Systematic knowledge management and knowledge discovery

Bulletin of the American Society for Information Science, Oct/Nov 2000 by Jurisica, Igor

The volume and complexity of relevant information is ever increasing, and we need to handle it effectively. If we fail, we will not find what we need when we need it. To support this process, it is beneficial to extend our notion of information systems. In general, data are values for observable, measurable or calculable attributes. Data in context is information. Knowledge is validated and actionable information. The trend is to support knowledge management and facilitate knowledge sharing by building computerized information systems with richer and more flexible representation structures, supplemented by new services such as cooperative query processing, similarity-based retrieval and knowledge discovery. This trend also includes support for knowledge representation schema evolution, integration and coexistence of unstructured, semi-structured, structured and hyper-- structured information.

Although many approaches to knowledge organization are available, it is a challenge to organize evolving domains, since relying only on humans to create relationships among individual knowledge sources is not sufficient. It is not scalable, and it may be subjective. In order to support systematic knowledge management we need to complement traditional knowledge management techniques with approaches that automate parts of the process. Tools for information quality control help us to find missing, unexpected, incorrect or incomplete information. In addition, introducing knowledge-discovery systems helps to automate organizing, utilizing and evolving large knowledge repositories.

Research in the area of data warehouses and organizational and business knowledge management has generated important results. However, there are several reasons why traditional techniques for managing information are inadequate for knowledge management. Knowledge management systems support representation, organization, acquisition, creation, usage and evolution of knowledge in its many forms. But knowledge is complex, and we want to support knowledge management in many domains that are characterized by complex data and information, many unknowns, lack of complete theories and rapid knowledge evolution as a result of scientific discoveries. Human experts also need to be considered. When the theory is lacking, much of the reasoning process is based on experience. Experts remember positive cases for possible reuse of solutions and can recall negative experiences for avoiding potentially unsuccessful results. Thus, storing and reasoning with experiences may facilitate efficient and effective knowledge management in highly evolving domains.

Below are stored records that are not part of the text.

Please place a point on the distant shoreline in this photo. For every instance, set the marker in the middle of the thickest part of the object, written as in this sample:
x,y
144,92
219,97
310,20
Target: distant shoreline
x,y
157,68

Knowledge Management Systems

In order to support efficient and effective knowledge management, we must organize computer-- represented knowledge into structures that are semantically meaningful and computationally efficient. The meaning of information is captured by conceptual information models, which offer semantic terms for modeling applications and structuring information. In general, the models comprise the following:

Primitive concepts that describe an application, e.g., entity, activity, agent and goal;

Abstraction mechanisms that are used to organize the information, e.g., generalization, aggregation and classification; and

Operations that can access, update and process information, i.e., they provide knowledge management operations.

Defining a conceptual model requires making assumptions about the application to be modeled. For example, if the application consists of interrelated entities, such as patient, ailment, treatment, etc., then we need to include terms such as entity and relationship into the conceptual model. In addition, the semantics of these concepts and their relationship is used to define knowledge management operations, such as navigation, search, retrieval, update and reasoning, Selection of appropriate concepts for modeling the world in which the system must support the operations is referred to as ontology. We can identify four broad groups of ontologies: static, dynamic, intentional and social.

Abstraction mechanisms support organization of knowledge and its effective use. As a result, knowledge management operations can be performed more efficiently. Abstraction involves suppression of irrelevant detail. The relevancy depends on the task and the use of information, and thus it changes with the context. There are six main abstraction mechanisms: classification, generalization, aggregation, contextualization, materialization and normalization.

Knowledge management support in complex and dynamic domains benefits from extending traditional approaches with automated methods. The next section describes knowledge-- discovery techniques that are useful in determining conceptual models and can help with information system optimization and domain evolution.

Knowledge Discovery

The process of finding useful patterns in data has been referred to as data mining, knowledge extraction, information discovery, information harvesting, data archaeology and data pattern processing. The phrase knowledge discovery was coined at the first Knowledge Discovery in Databases workshop in 1989. Although it has similar goals to data mining, knowledge discovery emphasizes the end product of the process, which is knowledge. Thus, the pattern should be novel and in the form that the human users will be able to understand and use it. Knowledge discovery (KD) usually employs statistical data analysis methods but also methods in pattern recognition and artificial intelligence (AI). Database management systems (DB) ensure that the process is scalable (see Figure 1).